"I cannot sell my car."

Translation:Nie mogę sprzedać mojego samochodu.

December 21, 2015

This discussion is locked.


Once again, may I drop the "mojego"/"swojego"?


I think you shouldn't.

It seems that some misunderstanding has spread within this course. The possessive pronoun referring to the subject is not generally implied in Polish. If it was, there would be no need for a word like "swój" (with all its forms). It is often implied while speaking about body parts, family members or people like "szef", "sąsiad" etc. But I think with most nouns you should use a possessive pronoun if the context doesn't show who is the owner.


I wouldn't be so sure... it's a good argument about the need for "swój", but still, I'd rather say "Próbuję sprzedać samochód" or "Zaprowadziłem do naprawy rower" (I took my bike to the repair place) than use "swój". We may say that that would translate into English using "the car" or "the bike", but the sentences are still actually about "my car" and "my bike".

The difference between this and the body parts is that the possessive with body parts is not even redundant, but simply weird. This sentence is also not as obvious as those about family members. But I still think we can safely accept omitting the possessive here. Added.


It surely is a possible translation. In real life, people will know from the context or situation if it's the speaker's car or not.


I wrote "Nie mogę sprzedać samochodu" but it was marked wrong. The "mojego" can be implied, no?

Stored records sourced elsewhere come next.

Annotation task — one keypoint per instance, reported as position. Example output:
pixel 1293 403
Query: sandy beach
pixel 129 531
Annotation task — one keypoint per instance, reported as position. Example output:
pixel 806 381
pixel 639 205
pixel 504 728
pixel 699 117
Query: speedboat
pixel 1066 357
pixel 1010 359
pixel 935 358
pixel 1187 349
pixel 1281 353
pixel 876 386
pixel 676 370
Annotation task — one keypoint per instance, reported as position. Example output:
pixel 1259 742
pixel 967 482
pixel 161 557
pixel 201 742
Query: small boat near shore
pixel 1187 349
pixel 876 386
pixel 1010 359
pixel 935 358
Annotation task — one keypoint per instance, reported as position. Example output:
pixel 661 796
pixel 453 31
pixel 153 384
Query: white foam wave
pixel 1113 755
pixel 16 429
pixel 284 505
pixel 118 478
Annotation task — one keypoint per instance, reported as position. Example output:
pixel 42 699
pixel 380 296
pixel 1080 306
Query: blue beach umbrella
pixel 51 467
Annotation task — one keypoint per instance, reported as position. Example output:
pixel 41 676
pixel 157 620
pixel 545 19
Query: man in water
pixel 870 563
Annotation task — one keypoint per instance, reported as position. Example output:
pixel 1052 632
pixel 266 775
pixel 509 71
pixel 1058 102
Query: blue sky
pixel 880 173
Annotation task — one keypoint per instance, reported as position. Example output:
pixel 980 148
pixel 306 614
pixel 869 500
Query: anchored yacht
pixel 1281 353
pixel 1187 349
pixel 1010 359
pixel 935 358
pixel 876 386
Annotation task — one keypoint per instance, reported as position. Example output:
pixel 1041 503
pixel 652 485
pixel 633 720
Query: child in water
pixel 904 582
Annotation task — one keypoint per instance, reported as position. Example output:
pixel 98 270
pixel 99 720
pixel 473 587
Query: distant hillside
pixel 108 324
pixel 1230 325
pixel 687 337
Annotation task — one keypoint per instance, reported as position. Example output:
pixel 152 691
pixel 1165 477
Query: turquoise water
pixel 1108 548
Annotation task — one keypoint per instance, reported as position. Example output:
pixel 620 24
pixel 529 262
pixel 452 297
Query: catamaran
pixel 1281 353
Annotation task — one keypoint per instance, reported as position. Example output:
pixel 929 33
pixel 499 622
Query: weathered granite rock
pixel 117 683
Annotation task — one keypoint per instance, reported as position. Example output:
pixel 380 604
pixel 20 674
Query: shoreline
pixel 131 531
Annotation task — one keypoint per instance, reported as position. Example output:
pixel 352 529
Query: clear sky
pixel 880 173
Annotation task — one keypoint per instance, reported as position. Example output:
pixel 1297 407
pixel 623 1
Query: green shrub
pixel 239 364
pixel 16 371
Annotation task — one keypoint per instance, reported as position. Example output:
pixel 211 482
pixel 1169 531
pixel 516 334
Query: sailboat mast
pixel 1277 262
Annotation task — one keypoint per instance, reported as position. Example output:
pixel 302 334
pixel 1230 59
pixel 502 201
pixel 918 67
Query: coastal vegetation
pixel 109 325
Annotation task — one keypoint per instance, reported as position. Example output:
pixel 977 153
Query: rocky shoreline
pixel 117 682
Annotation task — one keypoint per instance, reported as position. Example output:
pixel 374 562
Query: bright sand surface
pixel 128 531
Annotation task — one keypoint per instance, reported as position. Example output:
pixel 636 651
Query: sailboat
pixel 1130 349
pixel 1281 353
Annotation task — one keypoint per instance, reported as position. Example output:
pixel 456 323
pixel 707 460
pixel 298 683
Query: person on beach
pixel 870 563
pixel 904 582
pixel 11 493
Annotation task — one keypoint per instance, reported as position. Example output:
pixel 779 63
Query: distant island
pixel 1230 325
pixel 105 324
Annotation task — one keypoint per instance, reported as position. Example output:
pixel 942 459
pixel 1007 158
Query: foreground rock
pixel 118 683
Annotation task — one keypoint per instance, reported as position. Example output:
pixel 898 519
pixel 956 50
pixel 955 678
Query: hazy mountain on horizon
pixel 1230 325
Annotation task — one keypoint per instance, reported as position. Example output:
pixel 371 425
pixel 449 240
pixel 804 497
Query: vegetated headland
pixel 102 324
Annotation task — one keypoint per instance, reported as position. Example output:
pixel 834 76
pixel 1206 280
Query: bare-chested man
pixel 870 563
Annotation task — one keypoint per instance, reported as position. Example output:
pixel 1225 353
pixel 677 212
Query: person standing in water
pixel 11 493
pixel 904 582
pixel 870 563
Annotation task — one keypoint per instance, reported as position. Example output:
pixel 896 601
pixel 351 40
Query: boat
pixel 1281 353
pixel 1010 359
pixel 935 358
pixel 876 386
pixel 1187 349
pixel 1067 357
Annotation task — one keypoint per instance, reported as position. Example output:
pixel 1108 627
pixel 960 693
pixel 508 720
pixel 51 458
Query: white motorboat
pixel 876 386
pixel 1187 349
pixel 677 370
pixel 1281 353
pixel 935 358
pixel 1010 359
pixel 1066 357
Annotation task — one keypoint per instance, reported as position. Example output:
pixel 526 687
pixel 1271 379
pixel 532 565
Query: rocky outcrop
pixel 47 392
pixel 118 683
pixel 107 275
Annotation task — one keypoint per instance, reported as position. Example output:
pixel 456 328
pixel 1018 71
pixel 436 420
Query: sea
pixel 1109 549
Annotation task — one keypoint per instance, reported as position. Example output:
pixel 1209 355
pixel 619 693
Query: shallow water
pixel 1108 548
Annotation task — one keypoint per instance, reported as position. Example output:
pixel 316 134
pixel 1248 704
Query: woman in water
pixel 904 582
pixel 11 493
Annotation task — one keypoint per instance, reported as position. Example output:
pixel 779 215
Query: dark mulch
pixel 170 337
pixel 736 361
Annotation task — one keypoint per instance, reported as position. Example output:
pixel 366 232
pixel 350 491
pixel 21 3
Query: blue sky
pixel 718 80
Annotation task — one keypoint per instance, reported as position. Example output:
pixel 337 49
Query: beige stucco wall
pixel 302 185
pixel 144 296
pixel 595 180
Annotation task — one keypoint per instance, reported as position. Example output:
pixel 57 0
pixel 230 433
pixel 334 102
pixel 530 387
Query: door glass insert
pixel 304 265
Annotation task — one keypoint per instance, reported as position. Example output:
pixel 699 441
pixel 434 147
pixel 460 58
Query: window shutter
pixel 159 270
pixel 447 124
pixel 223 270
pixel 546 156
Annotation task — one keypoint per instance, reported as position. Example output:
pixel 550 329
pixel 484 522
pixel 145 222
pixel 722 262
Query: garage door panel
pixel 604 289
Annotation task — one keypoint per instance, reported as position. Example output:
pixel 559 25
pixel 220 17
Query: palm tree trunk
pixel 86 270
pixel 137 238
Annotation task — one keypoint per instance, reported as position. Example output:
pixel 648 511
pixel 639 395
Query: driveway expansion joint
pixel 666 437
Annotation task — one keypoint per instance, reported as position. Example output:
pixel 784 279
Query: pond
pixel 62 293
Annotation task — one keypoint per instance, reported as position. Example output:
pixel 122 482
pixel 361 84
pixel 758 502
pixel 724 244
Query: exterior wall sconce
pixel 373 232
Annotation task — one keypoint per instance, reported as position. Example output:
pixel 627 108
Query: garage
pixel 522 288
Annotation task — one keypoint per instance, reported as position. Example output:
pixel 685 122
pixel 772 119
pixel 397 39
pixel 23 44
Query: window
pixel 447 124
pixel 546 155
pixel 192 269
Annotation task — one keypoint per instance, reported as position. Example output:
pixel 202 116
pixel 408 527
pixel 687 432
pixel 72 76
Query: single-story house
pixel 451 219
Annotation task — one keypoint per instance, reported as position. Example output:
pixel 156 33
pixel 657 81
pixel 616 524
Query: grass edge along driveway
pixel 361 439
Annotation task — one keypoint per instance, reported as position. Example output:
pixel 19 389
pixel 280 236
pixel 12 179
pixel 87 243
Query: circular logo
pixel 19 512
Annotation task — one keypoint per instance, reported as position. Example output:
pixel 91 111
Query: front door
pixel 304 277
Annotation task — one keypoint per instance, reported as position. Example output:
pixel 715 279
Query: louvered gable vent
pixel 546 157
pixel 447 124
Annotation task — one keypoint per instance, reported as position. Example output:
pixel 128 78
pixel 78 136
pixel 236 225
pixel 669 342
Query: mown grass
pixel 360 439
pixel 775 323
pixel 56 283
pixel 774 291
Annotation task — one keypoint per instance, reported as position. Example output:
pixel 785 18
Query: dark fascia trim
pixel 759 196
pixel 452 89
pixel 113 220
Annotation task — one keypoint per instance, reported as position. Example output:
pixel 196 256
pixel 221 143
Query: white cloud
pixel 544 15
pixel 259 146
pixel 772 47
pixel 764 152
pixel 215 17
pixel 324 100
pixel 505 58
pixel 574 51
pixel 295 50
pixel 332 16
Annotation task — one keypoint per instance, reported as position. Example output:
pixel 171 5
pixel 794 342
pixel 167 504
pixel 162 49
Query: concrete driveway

I guess usually when hearing "Nie mogę sprzedać samochodu" you would suspect that someone is selling his own car, but the context could imply also other things, e.g. "Nie mogę sprzedać samochodu mojego brata" = "I cannot sell my brother's car" or "Nie mogę sprzedać skradzionego samochodu" = "I cannot sell the stolen car".


It could, but "my car" is still the most likely meaning, and the form is used commonly. A lot of Polish words are implied, and other questions on the site account for that.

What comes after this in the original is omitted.